Market Update as of 29 January 2026

U.S. Markets:
U.S. equities closed mixed on Thursday as weakness in technology weighed on sentiment despite selective earnings strength. The S&P 500 slipped 0.1% and the Nasdaq 100 fell 0.5%, while the Dow edged 0.1% higher. Microsoft plunged 10% after flagging slower cloud growth alongside heavy AI-related spending, dragging software stocks lower and reigniting valuation concerns. In contrast, Meta surged over 10% on upbeat guidance, while IBM and Caterpillar outperformed after delivering earnings beats. Treasuries firmed modestly, oil prices rose on geopolitical risks, and gold eased as investors remained cautious amid earnings uncertainty.
Bonds and Policy Outlook:
The U.S. 10-year Treasury yield remained above 4.25%, near five-month highs, after the Federal Reserve kept policy rates unchanged at 3.5%-3.75%. Two FOMC members dissented in favour of a 25bp cut, reinforcing uncertainty around the policy path, though markets continue to price roughly two cuts this year. Expectations of a steeper yield curve persisted as the Fed reinvests maturing securities into shorter-dated bills. Long-term yields also faced pressure from tariff threats and global policy shifts, keeping rates sentiment fragile.
Europe:
European equities declined on Thursday as weak corporate earnings weighed on sentiment. The STOXX 50 fell 0.7% , and the STOXX 600 slipped 0.2%, led by a sharp sell-off in SAP after disappointing cloud revenue and cautious backlog guidance. Technology stocks lagged, while ABB surged on strong results and Roche gained on resilient earnings. Macro data were more constructive, with confidence indicators improving and credit growth strengthening, pushing the Economic Sentiment Indicator to a three-year high and signalling gradual recovery momentum.
Asia:
Chinese equities extended gains on Thursday as mining and property stocks advanced on easing signals and rising metals prices.
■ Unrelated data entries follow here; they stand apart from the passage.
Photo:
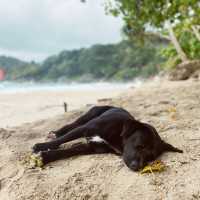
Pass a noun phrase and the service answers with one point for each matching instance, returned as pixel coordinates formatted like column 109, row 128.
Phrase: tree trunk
column 176, row 44
column 196, row 32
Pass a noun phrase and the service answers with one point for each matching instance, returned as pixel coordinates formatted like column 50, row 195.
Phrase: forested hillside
column 122, row 61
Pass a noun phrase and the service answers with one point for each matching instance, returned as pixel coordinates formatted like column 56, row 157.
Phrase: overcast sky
column 35, row 29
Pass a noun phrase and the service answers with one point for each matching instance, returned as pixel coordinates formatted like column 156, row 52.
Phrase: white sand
column 22, row 107
column 105, row 177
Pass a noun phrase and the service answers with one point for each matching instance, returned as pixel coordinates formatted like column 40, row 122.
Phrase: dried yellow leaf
column 172, row 110
column 36, row 160
column 157, row 166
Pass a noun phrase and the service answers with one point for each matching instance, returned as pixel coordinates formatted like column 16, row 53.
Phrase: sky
column 36, row 29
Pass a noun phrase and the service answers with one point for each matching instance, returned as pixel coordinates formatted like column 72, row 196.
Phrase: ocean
column 13, row 87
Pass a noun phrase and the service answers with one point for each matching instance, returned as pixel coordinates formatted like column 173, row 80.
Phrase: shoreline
column 105, row 176
column 22, row 107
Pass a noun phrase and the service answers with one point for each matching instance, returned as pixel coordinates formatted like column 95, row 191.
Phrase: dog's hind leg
column 82, row 131
column 77, row 149
column 91, row 114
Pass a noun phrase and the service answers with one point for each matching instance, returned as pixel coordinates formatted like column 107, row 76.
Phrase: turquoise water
column 12, row 87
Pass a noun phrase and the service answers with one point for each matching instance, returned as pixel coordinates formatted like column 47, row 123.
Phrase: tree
column 159, row 15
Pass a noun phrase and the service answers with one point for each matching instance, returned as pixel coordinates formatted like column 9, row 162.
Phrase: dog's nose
column 134, row 165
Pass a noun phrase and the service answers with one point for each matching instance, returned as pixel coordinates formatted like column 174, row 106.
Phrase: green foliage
column 141, row 15
column 122, row 61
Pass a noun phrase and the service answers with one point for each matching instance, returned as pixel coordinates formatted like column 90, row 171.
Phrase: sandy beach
column 29, row 106
column 105, row 177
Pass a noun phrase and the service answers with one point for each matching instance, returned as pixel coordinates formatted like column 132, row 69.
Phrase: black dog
column 119, row 133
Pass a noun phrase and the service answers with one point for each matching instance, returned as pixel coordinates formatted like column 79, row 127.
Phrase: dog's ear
column 168, row 147
column 129, row 127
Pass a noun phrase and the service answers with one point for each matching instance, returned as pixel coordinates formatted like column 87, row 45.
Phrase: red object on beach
column 2, row 74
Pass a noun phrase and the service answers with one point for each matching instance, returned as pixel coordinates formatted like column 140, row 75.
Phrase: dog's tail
column 169, row 147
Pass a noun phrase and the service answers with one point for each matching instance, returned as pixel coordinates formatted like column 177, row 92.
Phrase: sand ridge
column 105, row 177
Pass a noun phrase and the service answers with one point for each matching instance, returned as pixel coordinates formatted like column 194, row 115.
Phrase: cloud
column 44, row 27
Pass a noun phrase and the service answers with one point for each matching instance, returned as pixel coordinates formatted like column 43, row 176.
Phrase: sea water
column 13, row 87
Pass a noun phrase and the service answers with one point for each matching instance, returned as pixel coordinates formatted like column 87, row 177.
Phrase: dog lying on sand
column 107, row 129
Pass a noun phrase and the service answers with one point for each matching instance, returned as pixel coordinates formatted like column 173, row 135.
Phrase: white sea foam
column 13, row 87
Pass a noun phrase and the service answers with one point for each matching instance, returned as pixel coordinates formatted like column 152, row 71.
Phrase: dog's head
column 142, row 144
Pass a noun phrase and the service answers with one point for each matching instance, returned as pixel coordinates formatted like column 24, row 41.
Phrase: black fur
column 137, row 142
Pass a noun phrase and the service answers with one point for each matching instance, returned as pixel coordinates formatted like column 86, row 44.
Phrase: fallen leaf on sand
column 156, row 166
column 36, row 160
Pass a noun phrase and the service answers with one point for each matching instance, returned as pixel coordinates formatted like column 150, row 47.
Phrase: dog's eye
column 140, row 147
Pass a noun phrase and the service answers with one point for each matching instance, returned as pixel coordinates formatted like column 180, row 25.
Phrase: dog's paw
column 38, row 147
column 51, row 136
column 36, row 160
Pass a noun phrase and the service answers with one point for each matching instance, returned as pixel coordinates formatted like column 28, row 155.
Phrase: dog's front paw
column 51, row 136
column 38, row 147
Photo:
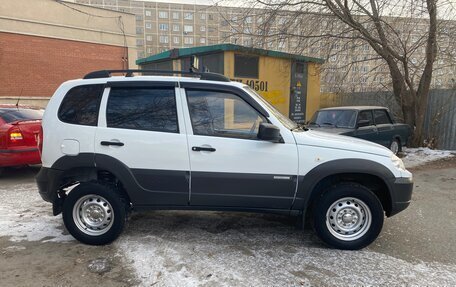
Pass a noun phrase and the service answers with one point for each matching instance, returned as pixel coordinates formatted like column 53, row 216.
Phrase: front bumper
column 401, row 194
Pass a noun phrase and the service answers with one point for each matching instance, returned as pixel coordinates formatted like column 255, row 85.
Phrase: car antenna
column 18, row 99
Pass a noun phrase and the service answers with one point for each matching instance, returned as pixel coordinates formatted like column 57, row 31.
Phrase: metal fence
column 440, row 121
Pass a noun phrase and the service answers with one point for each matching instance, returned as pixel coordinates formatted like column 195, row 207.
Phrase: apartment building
column 161, row 26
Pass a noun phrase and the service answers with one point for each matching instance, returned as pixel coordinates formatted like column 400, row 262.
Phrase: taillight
column 16, row 136
column 39, row 141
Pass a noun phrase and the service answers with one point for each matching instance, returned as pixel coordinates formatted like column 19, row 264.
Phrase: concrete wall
column 44, row 43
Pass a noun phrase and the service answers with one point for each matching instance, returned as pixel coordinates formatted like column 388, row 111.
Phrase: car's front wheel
column 94, row 213
column 348, row 216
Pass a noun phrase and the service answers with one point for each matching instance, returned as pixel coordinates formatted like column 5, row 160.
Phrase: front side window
column 81, row 105
column 222, row 114
column 381, row 117
column 336, row 118
column 145, row 109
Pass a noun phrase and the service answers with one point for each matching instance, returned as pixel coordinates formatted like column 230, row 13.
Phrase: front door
column 139, row 127
column 230, row 167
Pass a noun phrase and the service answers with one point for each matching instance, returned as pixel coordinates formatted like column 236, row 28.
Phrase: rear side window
column 381, row 117
column 366, row 115
column 81, row 105
column 12, row 115
column 148, row 109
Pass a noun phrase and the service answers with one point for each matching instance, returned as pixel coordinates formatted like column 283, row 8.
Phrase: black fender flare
column 307, row 183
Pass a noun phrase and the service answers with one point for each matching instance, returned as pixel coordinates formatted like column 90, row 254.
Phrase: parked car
column 115, row 144
column 371, row 123
column 19, row 130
While industrial profits stabilised and liquidity injections supported sentiment, weak domestic demand, falling investment, and declining FDI continued to highlight structural challenges. Japanese equities rebounded on improved global sentiment and easing geopolitical tensions, though fiscal uncertainty and bond-market pressures persisted amid expansionary policy signals.
Market Volatility:
Volatility rose further, with the VIX climbing to 16.79 for the week, though it remains below its long-term average.
In the week ahead (Feb 2-6):
Markets will focus on U.S. ISM data, ADP jobs, Eurozone CPI, BoE and ECB meetings, and U.S. and Canada employment reports.